The team will develop methods to accelerate the pace of discovery of genetic determinants for cardiovascular disease. They will develop new statistical machine learning tools to analyze morphological and functional parameters of the heart from clinical images, an approach that can be scaled to analyze millions of images. They will also develop machine learning tools based on enhanced iterative random forests (iRF) to identify genetic variants likely to account for some of the variation in cardiovascular morphology and function observed in their analysis of clinical images, utilizing publicly available large-scale clinical data sets and local patient cohorts. Finally, they will identify genetic variants responsible for functional phenotypes using cell-based in vitro model systems.
Social network analysis of neuroimmune interactions in the developing human brain
Tomasz Nowakowski (UCSF); Alex Pollen (UCSF); David Schaffer (Berkeley); Alice Ting (Stanford); Chun Jimmie Ye (UCSF); James Zou (Stanford), Project Leaders. Kole Roybal (UCSF); James Wells (UCSF), Collaborators.
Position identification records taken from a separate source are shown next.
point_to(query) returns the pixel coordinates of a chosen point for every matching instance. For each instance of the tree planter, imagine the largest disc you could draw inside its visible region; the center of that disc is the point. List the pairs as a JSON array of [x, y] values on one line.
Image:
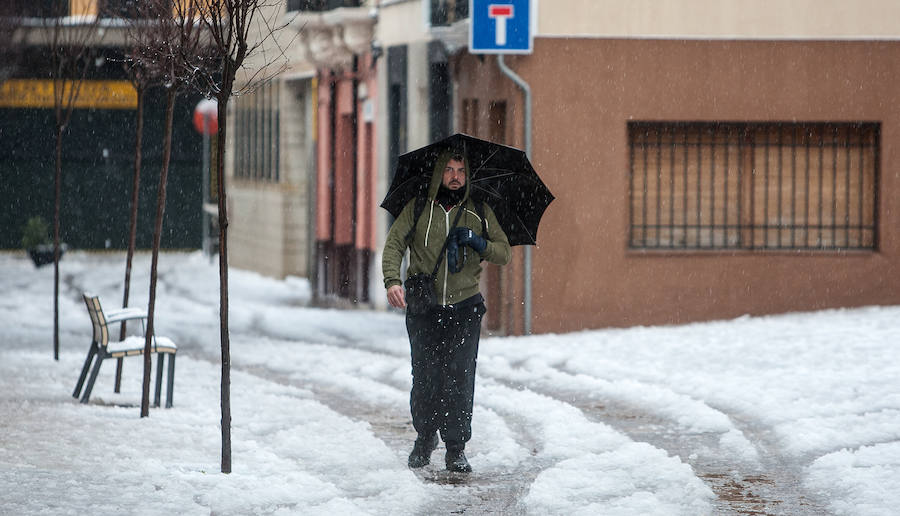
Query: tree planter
[[43, 254]]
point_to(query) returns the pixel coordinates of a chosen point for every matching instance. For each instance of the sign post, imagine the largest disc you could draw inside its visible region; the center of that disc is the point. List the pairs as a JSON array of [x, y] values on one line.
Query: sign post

The team seeks to develop scalable technologies for studying intercellular interactions in the human brain. They will establish a panel of synthetic antibodies that recognize distinct cell types in the human brain and develop tools (“molecular flight recorders”) to monitor and record the history of single cells as they respond to signals and interact with neighboring cells. The team will apply these tools to understand how the specialized innate immune cells in the brain (microglia) interact with other types of brain cells, interactions that have been proposed to play a key role during normal brain development and in psychiatric and neurodegenerative diseases. The tools and technologies developed by the team will be broadly applicable to study interactions between many cell types in diverse organs and tissues.